Les Russes achètent des maisons et d'autres biens en Turquie, profitant d'une loi qui permet aux étrangers de devenir citoyens turcs s'ils investissent au moins 250 000 dollars. De nombreux Russes parviennent à contourner les sanctions occidentales en transférant leur argent des banques russes aux banques turques et en convertissant leurs roubles en lires turques ou autres devises. Tous les pays de l'OTAN, à l'exception de la Turquie, ont imposé des sanctions strictes à la Russie, empêchant leurs citoyens de transférer de l'argent hors de leur pays et les compagnies aériennes russes de voler vers les pays occidentaux, et confisquant les yachts et les jets privés des oligarques. En refusant d'imposer des sanctions à la Russie, la Turquie tente de relancer son économie en difficulté (...) À la mi-mars, la Banque centrale turque a levé quelque 3 milliards de dollars en deux jours seulement (...) Cet argent provenait en grande majorité de dépôts russes.

C'est ainsi que la Turquie, membre de l'OTAN, mène la bataille occidentale contre l'agression russe. En retour, il semble que l'administration Biden ait décidé de récompenser Erdogan. De toute évidence, à la demande d'Ankara, Washington a tenté de faire échouer le projet de gazoduc EastMed, qui pourrait fournir du gaz à l'Europe depuis Chypre et Israël via la Grèce.

Selon l'analyste Soeren Kern de Gatestone :

Le pipeline EastMed est en cours de développement depuis plus d'une décennie. Le projet israélo-grec chypriote - auquel se sont joints la Bulgarie, la Hongrie, la Macédoine du Nord, la Roumanie et la Serbie - est considéré depuis longtemps comme un moyen de diversifier les approvisionnements en gaz de l'Europe.

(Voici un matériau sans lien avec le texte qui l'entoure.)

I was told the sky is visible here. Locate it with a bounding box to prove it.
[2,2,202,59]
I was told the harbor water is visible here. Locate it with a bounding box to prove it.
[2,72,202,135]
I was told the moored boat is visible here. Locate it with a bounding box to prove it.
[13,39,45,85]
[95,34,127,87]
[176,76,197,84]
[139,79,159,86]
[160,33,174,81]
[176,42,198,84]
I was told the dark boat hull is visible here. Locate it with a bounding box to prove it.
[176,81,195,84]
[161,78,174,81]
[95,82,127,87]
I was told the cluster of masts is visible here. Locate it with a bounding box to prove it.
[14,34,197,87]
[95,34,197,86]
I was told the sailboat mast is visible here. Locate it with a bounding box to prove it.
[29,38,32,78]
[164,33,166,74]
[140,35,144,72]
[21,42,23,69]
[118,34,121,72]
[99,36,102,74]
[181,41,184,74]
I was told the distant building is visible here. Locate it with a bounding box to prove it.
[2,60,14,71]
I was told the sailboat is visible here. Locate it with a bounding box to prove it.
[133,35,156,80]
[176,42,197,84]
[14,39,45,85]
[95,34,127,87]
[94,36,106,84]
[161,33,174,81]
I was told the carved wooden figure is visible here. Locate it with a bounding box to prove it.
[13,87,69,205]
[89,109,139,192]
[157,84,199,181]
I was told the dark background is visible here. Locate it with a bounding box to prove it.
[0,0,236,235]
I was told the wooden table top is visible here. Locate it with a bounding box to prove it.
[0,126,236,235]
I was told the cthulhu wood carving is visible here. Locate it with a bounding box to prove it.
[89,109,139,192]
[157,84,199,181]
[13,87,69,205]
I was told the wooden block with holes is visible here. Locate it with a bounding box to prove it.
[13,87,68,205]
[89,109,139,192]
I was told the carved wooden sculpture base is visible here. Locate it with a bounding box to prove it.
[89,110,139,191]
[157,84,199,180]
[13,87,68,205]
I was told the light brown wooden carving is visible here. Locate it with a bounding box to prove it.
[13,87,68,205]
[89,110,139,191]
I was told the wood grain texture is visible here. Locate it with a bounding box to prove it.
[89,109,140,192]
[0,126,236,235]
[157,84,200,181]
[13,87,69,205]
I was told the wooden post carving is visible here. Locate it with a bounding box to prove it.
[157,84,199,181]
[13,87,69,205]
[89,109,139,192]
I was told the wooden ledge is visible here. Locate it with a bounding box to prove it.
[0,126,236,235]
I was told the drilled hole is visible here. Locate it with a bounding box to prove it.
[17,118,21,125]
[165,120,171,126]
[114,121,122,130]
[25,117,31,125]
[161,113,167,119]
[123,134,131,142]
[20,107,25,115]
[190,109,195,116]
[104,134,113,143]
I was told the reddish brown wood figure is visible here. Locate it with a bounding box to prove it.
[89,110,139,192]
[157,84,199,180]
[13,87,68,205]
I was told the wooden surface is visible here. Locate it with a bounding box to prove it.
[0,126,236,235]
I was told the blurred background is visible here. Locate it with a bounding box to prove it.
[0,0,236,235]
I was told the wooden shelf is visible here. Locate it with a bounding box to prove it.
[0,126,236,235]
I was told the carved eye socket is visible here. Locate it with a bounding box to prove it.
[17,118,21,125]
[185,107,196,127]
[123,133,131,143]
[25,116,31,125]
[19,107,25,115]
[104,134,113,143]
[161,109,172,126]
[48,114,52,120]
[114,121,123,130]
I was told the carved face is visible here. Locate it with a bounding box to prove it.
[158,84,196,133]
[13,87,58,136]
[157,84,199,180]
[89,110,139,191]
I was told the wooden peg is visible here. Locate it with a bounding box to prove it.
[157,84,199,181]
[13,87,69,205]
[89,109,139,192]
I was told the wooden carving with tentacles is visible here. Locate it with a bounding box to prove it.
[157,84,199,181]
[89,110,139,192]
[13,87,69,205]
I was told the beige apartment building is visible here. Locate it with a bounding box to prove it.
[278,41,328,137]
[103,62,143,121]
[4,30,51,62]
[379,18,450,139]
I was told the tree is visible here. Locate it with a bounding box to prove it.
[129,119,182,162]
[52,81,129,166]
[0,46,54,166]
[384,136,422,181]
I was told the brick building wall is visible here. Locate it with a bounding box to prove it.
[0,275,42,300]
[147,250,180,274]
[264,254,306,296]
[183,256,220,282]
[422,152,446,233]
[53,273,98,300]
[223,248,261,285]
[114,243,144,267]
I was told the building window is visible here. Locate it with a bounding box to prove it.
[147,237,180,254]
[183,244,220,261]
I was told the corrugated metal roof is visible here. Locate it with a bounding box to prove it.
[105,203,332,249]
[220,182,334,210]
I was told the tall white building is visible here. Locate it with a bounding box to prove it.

Pire encore, dans une lettre adressée au Congrès le 17 mars, le département d'État américain a déclaré qu'une vente potentielle d'avions de combat F-16 à la Turquie serait "conforme aux intérêts de sécurité nationale des États-Unis" et bénéfique à "l'unité de l'OTAN à long terme".

La Grèce, qui a récemment subi d'innombrables violations de son espace aérien par la Turquie, doit être fascinée.

La Turquie doit commencer à se comporter comme un allié de l'OTAN, pas comme un allié de Poutine.

Burak Bekdil, l'un des principaux journalistes turcs, a récemment été licencié du journal le plus important du pays après 29 ans pour avoir écrit dans Gatestone sur ce qui se passe en Turquie. Il est membre du Middle East Forum.